De la transparence. Tous la réclament en toutes choses, de la politique au système bancaire en passant par les médias. Depuis plusieurs mois, c’est au tour de l’hôtellerie-restauration, avec une première victoire remportée lors de la récente condamnation des sites Web Expédia et TripAdvisor.
Mais la transparence de l’assiette au restaurant, portée, le 3 octobre dernier, par l’adoption de l’amendement Fernand Siré au projet de loi renforçant la protection de l’information du consommateur relève plus du domaine de l’impossible.
Car, pour rendre obligatoire la mention de l’usage de produits frais au restaurant, encore faudrait-il pouvoir distinguer ce qui est frais ou brut de ce qui ne l’est pas. Attention à l’amalgame du mode de conservation d’un produit (frais vs surgelé, ou sous-vide) et son degré élaboration.

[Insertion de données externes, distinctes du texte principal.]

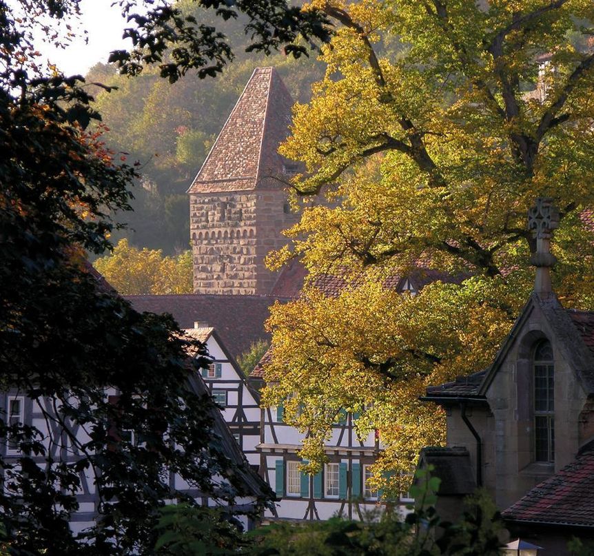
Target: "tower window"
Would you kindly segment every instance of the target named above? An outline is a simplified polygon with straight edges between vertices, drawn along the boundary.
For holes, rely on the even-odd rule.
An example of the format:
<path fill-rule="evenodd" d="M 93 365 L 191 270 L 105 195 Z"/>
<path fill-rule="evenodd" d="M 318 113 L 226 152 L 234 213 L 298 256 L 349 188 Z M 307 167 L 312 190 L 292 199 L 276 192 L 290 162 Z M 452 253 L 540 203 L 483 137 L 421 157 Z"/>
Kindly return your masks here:
<path fill-rule="evenodd" d="M 553 348 L 546 340 L 534 349 L 534 459 L 555 461 L 555 381 Z"/>

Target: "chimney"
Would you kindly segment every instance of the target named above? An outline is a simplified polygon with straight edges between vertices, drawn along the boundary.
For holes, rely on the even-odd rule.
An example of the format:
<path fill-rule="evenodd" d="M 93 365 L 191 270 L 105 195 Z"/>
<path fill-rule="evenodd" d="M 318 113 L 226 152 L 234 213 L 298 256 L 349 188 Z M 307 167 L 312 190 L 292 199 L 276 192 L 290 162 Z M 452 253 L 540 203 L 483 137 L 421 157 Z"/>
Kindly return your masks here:
<path fill-rule="evenodd" d="M 553 199 L 538 197 L 536 205 L 528 211 L 528 229 L 536 238 L 536 252 L 530 258 L 530 264 L 536 267 L 534 291 L 546 297 L 552 293 L 551 269 L 557 258 L 551 252 L 553 230 L 559 226 L 559 211 L 553 206 Z"/>

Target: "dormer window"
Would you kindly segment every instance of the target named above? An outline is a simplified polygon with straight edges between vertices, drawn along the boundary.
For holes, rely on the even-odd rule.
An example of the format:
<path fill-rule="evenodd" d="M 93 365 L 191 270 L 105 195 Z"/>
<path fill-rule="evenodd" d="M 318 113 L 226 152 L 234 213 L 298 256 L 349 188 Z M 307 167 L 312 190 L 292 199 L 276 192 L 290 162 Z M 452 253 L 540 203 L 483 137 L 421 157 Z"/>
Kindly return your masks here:
<path fill-rule="evenodd" d="M 416 289 L 408 278 L 404 278 L 402 280 L 402 283 L 400 285 L 400 287 L 398 288 L 398 291 L 400 294 L 406 292 L 411 296 L 416 296 L 417 294 Z"/>
<path fill-rule="evenodd" d="M 555 461 L 555 382 L 553 348 L 547 340 L 534 348 L 534 459 Z"/>
<path fill-rule="evenodd" d="M 299 165 L 294 163 L 285 162 L 283 165 L 283 173 L 287 176 L 294 176 L 299 172 Z"/>

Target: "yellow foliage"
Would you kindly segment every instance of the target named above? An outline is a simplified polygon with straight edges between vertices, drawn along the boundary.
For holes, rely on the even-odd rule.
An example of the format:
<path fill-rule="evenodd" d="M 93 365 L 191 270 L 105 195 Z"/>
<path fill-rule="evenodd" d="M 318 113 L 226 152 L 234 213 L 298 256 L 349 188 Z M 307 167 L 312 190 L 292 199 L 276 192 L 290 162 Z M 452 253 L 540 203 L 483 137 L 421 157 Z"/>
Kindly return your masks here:
<path fill-rule="evenodd" d="M 190 294 L 192 253 L 163 257 L 161 249 L 139 249 L 122 239 L 110 255 L 97 259 L 95 268 L 120 294 Z"/>
<path fill-rule="evenodd" d="M 537 196 L 561 209 L 558 295 L 593 307 L 594 238 L 580 212 L 594 206 L 594 54 L 572 40 L 585 43 L 577 22 L 594 20 L 594 4 L 311 5 L 337 32 L 281 152 L 307 166 L 294 187 L 329 206 L 305 208 L 288 232 L 292 251 L 269 257 L 278 267 L 299 256 L 311 280 L 273 311 L 264 400 L 290 396 L 311 471 L 341 407 L 362 412 L 362 434 L 378 431 L 378 471 L 408 471 L 422 446 L 443 441 L 443 415 L 418 396 L 489 364 L 530 293 L 526 217 Z M 554 70 L 537 99 L 546 53 Z M 414 297 L 382 287 L 418 266 L 455 283 Z M 325 273 L 354 285 L 325 297 L 314 287 Z"/>

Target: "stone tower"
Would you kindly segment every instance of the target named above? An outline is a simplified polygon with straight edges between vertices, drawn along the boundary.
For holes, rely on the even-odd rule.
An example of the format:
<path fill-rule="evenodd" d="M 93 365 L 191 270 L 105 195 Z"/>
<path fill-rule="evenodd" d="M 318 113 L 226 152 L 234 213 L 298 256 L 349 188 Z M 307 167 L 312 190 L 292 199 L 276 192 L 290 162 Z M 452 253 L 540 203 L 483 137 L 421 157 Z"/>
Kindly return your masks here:
<path fill-rule="evenodd" d="M 256 68 L 192 182 L 194 293 L 262 294 L 274 285 L 264 258 L 296 220 L 285 187 L 299 167 L 276 152 L 292 105 L 274 68 Z"/>

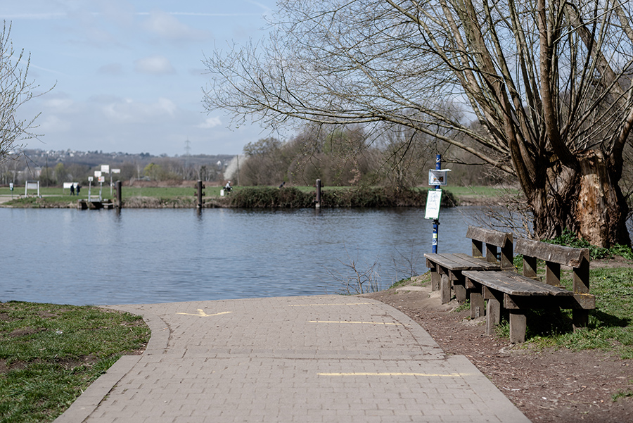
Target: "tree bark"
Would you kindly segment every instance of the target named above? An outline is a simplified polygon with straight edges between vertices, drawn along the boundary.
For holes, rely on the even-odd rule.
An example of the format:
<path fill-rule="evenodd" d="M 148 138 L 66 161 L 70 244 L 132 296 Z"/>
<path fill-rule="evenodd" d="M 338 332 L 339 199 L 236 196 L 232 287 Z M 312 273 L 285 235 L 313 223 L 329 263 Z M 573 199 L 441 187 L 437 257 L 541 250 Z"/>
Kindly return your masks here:
<path fill-rule="evenodd" d="M 535 234 L 540 239 L 569 228 L 590 244 L 604 248 L 629 245 L 628 206 L 613 182 L 608 161 L 599 150 L 577 155 L 577 168 L 562 165 L 548 172 L 547 187 L 531 199 Z"/>

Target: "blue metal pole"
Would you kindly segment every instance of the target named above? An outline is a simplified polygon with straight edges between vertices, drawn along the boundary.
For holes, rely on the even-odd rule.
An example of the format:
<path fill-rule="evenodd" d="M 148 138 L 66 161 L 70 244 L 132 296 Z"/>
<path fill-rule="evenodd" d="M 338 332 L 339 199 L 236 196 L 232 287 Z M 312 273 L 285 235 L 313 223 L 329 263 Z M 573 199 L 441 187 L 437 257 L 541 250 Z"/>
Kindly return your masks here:
<path fill-rule="evenodd" d="M 435 155 L 435 170 L 442 170 L 442 155 Z M 435 185 L 435 189 L 440 189 L 440 185 Z M 440 232 L 440 220 L 433 219 L 433 243 L 432 253 L 437 253 L 437 240 Z"/>

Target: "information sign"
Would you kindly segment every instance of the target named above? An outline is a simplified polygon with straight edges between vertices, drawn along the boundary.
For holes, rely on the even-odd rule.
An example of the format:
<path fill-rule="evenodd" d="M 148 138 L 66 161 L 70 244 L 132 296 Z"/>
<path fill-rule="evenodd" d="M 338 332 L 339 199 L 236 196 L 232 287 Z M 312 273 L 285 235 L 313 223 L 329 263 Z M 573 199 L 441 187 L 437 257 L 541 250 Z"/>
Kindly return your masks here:
<path fill-rule="evenodd" d="M 429 189 L 426 196 L 426 213 L 425 219 L 439 219 L 440 205 L 442 203 L 442 190 Z"/>
<path fill-rule="evenodd" d="M 448 183 L 447 172 L 450 171 L 450 169 L 442 169 L 441 170 L 437 170 L 435 169 L 430 170 L 428 171 L 428 184 L 433 186 L 446 185 Z"/>

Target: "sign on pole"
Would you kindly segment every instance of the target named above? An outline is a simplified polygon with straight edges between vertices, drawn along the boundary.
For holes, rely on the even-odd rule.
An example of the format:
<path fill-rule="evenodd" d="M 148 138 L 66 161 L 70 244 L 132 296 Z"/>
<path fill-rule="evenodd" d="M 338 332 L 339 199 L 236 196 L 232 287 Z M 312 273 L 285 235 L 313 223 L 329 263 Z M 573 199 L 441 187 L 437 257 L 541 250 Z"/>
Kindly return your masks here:
<path fill-rule="evenodd" d="M 442 203 L 442 190 L 429 189 L 426 197 L 425 219 L 439 219 L 440 205 Z"/>
<path fill-rule="evenodd" d="M 428 184 L 429 185 L 445 185 L 448 184 L 448 176 L 450 169 L 430 169 L 428 171 Z"/>

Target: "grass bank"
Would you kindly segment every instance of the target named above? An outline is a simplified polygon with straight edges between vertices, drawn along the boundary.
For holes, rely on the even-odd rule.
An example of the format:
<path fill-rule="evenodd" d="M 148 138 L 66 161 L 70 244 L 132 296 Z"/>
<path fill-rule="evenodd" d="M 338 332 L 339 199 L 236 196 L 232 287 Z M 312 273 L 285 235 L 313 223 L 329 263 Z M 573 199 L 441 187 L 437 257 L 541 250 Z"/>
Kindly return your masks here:
<path fill-rule="evenodd" d="M 96 307 L 0 303 L 0 421 L 52 422 L 150 331 Z"/>
<path fill-rule="evenodd" d="M 204 189 L 205 206 L 233 208 L 312 208 L 314 206 L 316 191 L 312 187 L 237 187 L 230 195 L 221 196 L 220 187 Z M 18 190 L 19 191 L 19 190 Z M 396 191 L 383 187 L 352 188 L 327 187 L 322 190 L 321 206 L 331 207 L 424 207 L 426 189 L 415 189 Z M 86 199 L 88 192 L 82 189 L 80 196 L 70 196 L 61 188 L 41 188 L 41 197 L 18 197 L 4 203 L 15 208 L 74 208 L 78 199 Z M 491 191 L 492 192 L 492 191 Z M 114 194 L 115 193 L 113 193 Z M 124 208 L 191 208 L 196 206 L 196 189 L 193 187 L 124 187 Z M 8 188 L 0 188 L 0 195 L 11 195 Z M 98 189 L 93 188 L 92 198 L 98 195 Z M 109 189 L 102 190 L 104 200 L 112 199 Z M 459 200 L 450 191 L 445 190 L 443 206 L 455 206 Z"/>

La loi qui soit disant souhaite répondre à la demande légitime du consommateur ambitionne de préciser les « conditions d’élaboration des plats ». Mais comment définir le début et la fin de l’intervention du chef sur ses produits ? Pour évangéliser la profession autour de ce projet, le député Fernand Siré s’est rendu au Synhorcat le 1er décembre pour demander à la profession de définir les termes du futur arrêté. Autant inciter les professionnels à fabriquer la corde qu’ils se passeront au cou.
Car, si l’esprit de la loi ambitionne d’informer le consommateur à grand renfort d’astérisques sur le menu, grand est le risque de rendre la lecture de la carte totalement sibylline. Bref, à vouloir tout embrasser, souvent, on étreint mal…
La transparence comme gage de sécurité et d’hygiène ? Tout a déjà été prévu en matière de réglementation. La transparence comme gage de qualité ? Un challenge impossible. Assigner une définition à la qualité, substrat de la loi, est un pari perdu d’avance. Une levée des boucliers est nécessaire si la profession ne souhaite pas se retrouver dans une impasse.
Certes, la restauration ne peut se permettre d’occulter des informations et de mettre le consommateur devant son assiette comme devant le fait accompli. Mais à la transparence et à la qualité coercitives, il serait préférable de se recentrer sur l’honnêteté.